You probably already know that social insects, such as bees, ants and wasps, have sterile workers and one queen that does all the hard work when it comes to laying eggs.
But this presents something of an evolutionary conundrum. After all, why would a female worker give up her opportunity to reproduce and instead help her mother, the queen, produce more offspring?
It was only in the 1960s that this evolutionary conundrum was solved. Biologist Bill Hamilton used mathematical modelling to show that genes that reduce the fertility of workers can spread in a population, provided that they enhance the reproductive fitness of their relatives that share the same gene.
However, even half a century after Hamilton, no one had figured out the genetic basis of honey bee worker sterility. It was a bit like the hunt for the Higgs-Boson: we knew that these genetic pathways had to exist, but identifying one was proving difficult.
But now, in research we’ve recently published in the Molecular Biology and Evolution and Journal of Insect Physiology, we think we have found an answer.
Anarchy in the hive
The story goes back more than 20 years, when one of us (Ben), through his work with local beekeepers, found a mutant anarchistic strain of honey bee where the workers were reproductive, even though the queen was present.
Ben used a DNA fingerprinting technique to show that the workers were reproductive and that they all had the same father. Ben’s research showed that worker reproduction has a genetic basis.
We realised we could use this mutant honey bee to uncover the underlying genetics of worker fertility, by comparing the mutant workers to normal workers. When we did so, we found a gene that differed between the two strains of honey bee, and which seemed to be the strongest candidate for influencing whether the workers were reproductive or not.
We called the gene Anarchy, after the mutant from which it was identified.
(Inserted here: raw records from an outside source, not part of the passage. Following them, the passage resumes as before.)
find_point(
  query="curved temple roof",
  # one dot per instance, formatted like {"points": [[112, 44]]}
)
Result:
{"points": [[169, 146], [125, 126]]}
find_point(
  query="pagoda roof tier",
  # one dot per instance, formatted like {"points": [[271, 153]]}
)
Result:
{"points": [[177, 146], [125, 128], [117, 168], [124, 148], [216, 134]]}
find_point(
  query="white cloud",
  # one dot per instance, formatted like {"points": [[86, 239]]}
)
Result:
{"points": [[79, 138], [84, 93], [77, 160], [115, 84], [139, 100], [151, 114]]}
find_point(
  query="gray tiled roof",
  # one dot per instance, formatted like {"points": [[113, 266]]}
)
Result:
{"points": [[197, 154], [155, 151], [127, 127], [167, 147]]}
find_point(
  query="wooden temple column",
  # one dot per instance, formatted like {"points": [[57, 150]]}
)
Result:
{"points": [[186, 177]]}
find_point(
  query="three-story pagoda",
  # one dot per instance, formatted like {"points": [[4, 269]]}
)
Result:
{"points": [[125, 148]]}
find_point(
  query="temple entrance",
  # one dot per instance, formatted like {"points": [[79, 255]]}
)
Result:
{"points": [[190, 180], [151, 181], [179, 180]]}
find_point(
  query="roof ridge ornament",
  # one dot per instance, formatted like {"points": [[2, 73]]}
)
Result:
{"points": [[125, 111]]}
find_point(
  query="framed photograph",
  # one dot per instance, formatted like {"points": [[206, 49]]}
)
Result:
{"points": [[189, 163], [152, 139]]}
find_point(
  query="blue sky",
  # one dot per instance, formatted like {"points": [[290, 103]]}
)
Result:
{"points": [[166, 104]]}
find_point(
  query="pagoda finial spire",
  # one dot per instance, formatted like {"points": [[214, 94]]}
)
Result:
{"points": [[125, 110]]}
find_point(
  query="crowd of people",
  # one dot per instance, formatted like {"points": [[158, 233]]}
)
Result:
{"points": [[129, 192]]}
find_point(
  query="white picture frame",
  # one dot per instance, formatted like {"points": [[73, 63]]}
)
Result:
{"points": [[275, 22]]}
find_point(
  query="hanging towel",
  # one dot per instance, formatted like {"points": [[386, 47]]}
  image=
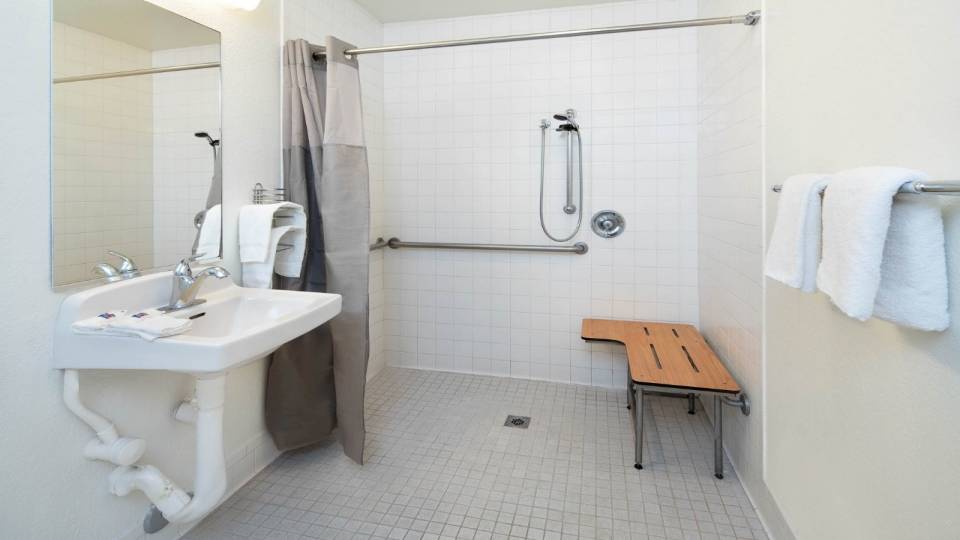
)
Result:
{"points": [[208, 243], [289, 261], [863, 253], [257, 220], [259, 274], [913, 277], [795, 243]]}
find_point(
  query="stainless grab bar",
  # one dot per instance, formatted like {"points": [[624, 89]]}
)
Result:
{"points": [[579, 248]]}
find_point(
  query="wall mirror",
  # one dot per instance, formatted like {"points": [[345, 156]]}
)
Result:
{"points": [[136, 138]]}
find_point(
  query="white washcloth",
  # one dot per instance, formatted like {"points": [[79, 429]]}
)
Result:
{"points": [[795, 242], [259, 274], [289, 261], [860, 256], [208, 245], [149, 324], [98, 323], [255, 223]]}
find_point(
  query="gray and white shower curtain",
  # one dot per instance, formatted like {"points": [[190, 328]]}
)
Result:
{"points": [[315, 384]]}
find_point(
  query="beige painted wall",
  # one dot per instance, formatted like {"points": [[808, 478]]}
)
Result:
{"points": [[862, 433]]}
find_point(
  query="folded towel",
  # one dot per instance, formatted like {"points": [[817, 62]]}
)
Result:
{"points": [[208, 244], [913, 277], [149, 324], [257, 220], [795, 242], [857, 216], [289, 261], [259, 274], [98, 323]]}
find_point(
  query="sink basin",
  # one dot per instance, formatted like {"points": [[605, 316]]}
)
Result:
{"points": [[234, 326]]}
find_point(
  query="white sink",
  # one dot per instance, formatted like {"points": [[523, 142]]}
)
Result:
{"points": [[234, 326]]}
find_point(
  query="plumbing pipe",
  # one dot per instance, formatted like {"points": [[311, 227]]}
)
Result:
{"points": [[105, 431], [109, 445], [161, 491], [210, 479], [186, 411]]}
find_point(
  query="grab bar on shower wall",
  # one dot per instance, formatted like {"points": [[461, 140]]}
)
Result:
{"points": [[579, 248]]}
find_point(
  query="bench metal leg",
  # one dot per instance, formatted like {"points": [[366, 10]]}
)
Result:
{"points": [[717, 436], [638, 432]]}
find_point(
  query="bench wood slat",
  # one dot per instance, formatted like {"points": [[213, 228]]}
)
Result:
{"points": [[701, 370]]}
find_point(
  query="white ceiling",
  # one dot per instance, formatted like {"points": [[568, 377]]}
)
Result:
{"points": [[135, 22], [413, 10]]}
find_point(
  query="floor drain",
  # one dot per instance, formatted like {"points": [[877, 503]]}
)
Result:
{"points": [[522, 422]]}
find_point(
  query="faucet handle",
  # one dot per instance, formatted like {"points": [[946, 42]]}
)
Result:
{"points": [[183, 267], [106, 270], [127, 266]]}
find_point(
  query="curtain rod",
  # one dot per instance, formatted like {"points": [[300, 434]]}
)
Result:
{"points": [[749, 19], [135, 72]]}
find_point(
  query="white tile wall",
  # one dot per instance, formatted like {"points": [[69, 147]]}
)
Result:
{"points": [[461, 164], [313, 20], [183, 103], [730, 220], [102, 155]]}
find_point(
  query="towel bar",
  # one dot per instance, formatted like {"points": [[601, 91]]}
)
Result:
{"points": [[947, 187]]}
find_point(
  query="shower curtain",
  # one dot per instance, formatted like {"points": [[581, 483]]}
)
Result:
{"points": [[315, 384]]}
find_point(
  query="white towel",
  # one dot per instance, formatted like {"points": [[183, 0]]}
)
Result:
{"points": [[149, 324], [208, 245], [289, 261], [97, 323], [913, 277], [259, 274], [862, 253], [255, 223], [795, 242]]}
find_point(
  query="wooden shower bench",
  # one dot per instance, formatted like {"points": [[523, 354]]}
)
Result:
{"points": [[669, 356]]}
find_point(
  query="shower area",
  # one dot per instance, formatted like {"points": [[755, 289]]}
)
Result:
{"points": [[522, 144]]}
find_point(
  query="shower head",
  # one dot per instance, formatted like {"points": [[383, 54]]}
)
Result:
{"points": [[568, 117], [205, 135]]}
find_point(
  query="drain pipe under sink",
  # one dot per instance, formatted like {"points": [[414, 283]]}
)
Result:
{"points": [[210, 478]]}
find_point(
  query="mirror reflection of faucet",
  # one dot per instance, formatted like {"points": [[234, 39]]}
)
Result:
{"points": [[128, 269]]}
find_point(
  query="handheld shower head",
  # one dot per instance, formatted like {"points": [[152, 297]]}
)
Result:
{"points": [[568, 118], [205, 135]]}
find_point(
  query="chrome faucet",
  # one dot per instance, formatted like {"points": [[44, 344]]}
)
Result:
{"points": [[128, 269], [186, 285]]}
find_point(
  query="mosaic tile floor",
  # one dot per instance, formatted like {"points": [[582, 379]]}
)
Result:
{"points": [[440, 464]]}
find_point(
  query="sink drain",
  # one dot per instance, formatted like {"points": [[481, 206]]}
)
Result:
{"points": [[522, 422]]}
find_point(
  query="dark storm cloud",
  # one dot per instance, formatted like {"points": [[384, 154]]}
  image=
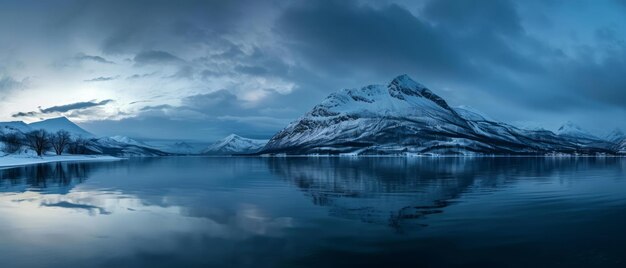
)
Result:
{"points": [[491, 54], [85, 57], [101, 79], [75, 106], [9, 83], [339, 35], [478, 45], [156, 57], [25, 114], [64, 108]]}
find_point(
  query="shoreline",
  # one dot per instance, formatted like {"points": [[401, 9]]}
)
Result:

We found that the expression of the gene Anarchy is more than twice as high in workers with deactivated ovaries (i.e. no mature eggs present in ovary) compared to workers with activated ovaries (i.e. mature eggs present in ovary). In addition, we found that the expression of the Anarchy gene predicts the ovary state of workers with almost 90% accuracy.
Interestingly, expression of the Anarchy gene goes up if a worker is exposed to a queen. This discovery proved to be the linchpin.
In a normal honey bee colony, the queen secretes a pheromone that inhibits ovary activation in the worker. And if the queen dies, the workers can activate their ovaries and lay eggs.
Even though workers cannot mate or store sperm, they can produce viable male offspring due to the sex determination system of honey bees (haplodiploidy).
So it appears that the queen controls reproduction in her workers by manipulating the expression of Anarchy via her pheromone.
The Buffy connection
While the Anarchy gene is found in many different organisms, very little is known about it. What was exciting for us is that Anarchy belongs to a protein family that is associated with a process termed programmed cell death (more colloquially called “cell suicide”). We already knew that programmed cell death causes the eggs to degenerate in the ovaries of workers exposed to queen pheromone.
To prove that the gene Anarchy interacts with the programmed cell death pathway, we manipulated its expression using a technique called RNA interference. When we did so, we found that Anarchy interacts with the programmed cell death regulator gene named Buffy (yes, this gene is named after the TV heroine).
A further experiment revealed that expression of Anarchy localises to the degenerating eggs in the worker’s ovaries. Therefore the Anarchy gene is in the right place to cause the death of the eggs.
Bees on the pill
So a honey bee worker in the presence of the queen is similar to a woman who is on the contraceptive pill. In both these situations, the female is not irreversibly sterile and the process is under external control.
Workers continually produce eggs. But when queen pheromone is present, the eggs are aborted early in their development.
Our findings have also helped us to understand how worker sterility evolved. Queen pheromone seems to have co-opted a mechanism that is already present in many insects. For example, starve a female fruit fly and she aborts her eggs in the exact same way as a honey bee worker does in the presence of a queen.
Social insects are remarkable creatures because of their massively social and highly altruistic behaviour. With the discovery of the role that Anarchy plays in worker sterility, we finally have a better mechanistic understanding of what makes these insects so unique.